Thursday, September 18, 2008

Tess of the BBC

While I am happy to applaud the BBC for its high-minded intentions in its production of Tess (Sundays, BBC One), I am instinctively dubious about any production that describes itself as "lavish", a word always over-used in conjunction with costume dramas. Since I haven’t read the book for a while now, I decided to revisit it along with the series, which perhaps isn’t the best idea as it has caused some ranting at the television (and thus disturbing my more down-to-earth husband’s viewing). Really, as these things go, it’s not bad. Gemma Arterton (below) actually does look a bit like Hardy’s description, and even the bucolic excesses of maidens in white dancing in a field largely fits with the novel. Actually, the BBC’s Tess is quite close to the plot of the book, so far; what it hasn’t achieved, as the Times reviewer points out, is the "muckiness" – Hardy’s gory scene when the Durbeyfield horse is killed, for example. And what was with the fog during the rape scene? It did cover up things the BBC might prefer not to portray, but I was expecting aliens to emerge from the X-Files mist at any moment.

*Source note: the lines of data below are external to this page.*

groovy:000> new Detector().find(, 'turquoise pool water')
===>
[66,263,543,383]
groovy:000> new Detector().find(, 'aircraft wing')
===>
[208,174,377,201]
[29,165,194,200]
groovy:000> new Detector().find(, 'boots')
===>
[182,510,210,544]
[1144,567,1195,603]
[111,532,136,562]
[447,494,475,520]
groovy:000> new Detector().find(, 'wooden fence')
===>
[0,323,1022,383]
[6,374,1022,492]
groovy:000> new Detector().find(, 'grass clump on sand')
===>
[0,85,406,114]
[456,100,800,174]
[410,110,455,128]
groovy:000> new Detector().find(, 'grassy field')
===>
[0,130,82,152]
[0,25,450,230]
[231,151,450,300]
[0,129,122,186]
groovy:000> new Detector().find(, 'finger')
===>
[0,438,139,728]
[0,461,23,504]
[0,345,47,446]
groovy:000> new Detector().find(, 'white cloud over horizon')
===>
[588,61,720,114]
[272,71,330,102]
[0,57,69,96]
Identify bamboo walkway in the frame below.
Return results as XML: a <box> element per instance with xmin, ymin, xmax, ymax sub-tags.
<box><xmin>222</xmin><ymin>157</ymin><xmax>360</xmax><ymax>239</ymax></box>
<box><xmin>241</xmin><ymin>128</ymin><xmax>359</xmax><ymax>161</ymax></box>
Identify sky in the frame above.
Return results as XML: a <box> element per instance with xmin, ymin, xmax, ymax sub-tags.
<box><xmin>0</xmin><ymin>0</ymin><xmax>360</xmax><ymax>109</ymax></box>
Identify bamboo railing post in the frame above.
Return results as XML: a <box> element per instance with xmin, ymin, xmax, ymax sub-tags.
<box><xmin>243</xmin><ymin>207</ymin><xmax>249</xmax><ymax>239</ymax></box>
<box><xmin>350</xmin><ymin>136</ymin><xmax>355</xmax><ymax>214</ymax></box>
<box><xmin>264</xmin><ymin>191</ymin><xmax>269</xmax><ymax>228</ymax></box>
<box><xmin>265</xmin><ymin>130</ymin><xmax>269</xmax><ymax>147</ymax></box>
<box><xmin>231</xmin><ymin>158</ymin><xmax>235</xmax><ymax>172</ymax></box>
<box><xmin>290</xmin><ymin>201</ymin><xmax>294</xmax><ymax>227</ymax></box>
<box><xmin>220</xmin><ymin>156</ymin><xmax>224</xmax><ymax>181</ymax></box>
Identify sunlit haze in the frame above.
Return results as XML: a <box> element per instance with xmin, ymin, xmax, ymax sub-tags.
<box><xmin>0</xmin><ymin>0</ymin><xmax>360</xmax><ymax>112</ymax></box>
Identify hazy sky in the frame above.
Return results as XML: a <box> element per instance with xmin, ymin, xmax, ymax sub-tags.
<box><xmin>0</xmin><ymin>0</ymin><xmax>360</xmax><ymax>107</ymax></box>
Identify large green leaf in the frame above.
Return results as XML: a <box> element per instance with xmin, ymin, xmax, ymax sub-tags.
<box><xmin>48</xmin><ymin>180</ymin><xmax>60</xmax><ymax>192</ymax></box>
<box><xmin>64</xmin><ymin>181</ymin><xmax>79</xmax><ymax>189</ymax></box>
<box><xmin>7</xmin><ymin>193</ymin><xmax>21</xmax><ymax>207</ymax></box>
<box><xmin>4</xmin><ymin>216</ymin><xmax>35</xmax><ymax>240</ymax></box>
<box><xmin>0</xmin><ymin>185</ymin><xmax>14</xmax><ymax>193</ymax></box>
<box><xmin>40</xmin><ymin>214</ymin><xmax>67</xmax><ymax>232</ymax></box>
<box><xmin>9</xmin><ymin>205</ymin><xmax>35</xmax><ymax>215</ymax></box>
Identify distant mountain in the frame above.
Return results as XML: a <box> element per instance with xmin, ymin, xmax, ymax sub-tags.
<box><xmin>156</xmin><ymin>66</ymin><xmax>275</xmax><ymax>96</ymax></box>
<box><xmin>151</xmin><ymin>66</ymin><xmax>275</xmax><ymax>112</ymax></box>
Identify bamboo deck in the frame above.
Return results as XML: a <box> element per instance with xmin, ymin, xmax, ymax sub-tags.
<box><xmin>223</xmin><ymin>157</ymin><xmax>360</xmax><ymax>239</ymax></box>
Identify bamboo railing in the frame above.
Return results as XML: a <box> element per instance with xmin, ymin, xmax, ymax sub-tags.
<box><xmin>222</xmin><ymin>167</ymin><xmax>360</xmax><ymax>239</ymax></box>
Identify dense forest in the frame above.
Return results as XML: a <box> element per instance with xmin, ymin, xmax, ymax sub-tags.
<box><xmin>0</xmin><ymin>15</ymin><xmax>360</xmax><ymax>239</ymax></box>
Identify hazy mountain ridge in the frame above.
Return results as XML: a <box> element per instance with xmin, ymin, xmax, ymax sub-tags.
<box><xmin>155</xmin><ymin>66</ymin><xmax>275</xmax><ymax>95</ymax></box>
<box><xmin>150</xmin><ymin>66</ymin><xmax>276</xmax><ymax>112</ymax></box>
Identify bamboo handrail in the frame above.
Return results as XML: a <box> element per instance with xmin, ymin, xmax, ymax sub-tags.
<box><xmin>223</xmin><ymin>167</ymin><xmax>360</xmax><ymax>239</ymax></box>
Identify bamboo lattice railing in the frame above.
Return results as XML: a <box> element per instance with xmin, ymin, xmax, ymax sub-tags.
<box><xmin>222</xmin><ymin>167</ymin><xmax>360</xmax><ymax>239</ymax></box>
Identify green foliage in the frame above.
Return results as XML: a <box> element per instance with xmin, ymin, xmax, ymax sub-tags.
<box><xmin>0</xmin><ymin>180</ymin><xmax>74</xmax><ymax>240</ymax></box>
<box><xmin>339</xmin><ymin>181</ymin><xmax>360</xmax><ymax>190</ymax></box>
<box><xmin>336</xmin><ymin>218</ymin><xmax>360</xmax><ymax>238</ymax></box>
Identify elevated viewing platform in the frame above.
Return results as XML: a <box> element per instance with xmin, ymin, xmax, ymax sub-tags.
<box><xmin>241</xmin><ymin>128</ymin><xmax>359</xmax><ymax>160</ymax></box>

My problem with it, I think, is neatly summed up in an interesting review of Tess in the Times, "Fun, but is it Hardy?" The review mentions what critic David Thomson calls "the indecency of the visual", and that seems a brilliant way of putting it; books make good films/TV series, but what they make is films/TV series; the book gets lost no matter how closely they stick to the plot. What they can’t do is genuinely recreate the spirit of the book, and somehow the visualisation loses the nuances and makes it "indecent" – not necessarily in a sexual sense, though sometimes that too, but in a slightly mis-translated way. It’s the old chestnut about "the book is better than the film" – well, nearly always yes, but the film isn’t the book, and serves a different purpose (Sunday evening viewing for the middle-classes, usually). Sadly, some of us (ie those who work with Victorian literature – or me, at least) can’t just be entertained, and just watch crossly as the clunky references to class distinction, gender differences and a bucolic past are swept across the screen for the uncritical viewer. I wish I could just relax and enjoy it.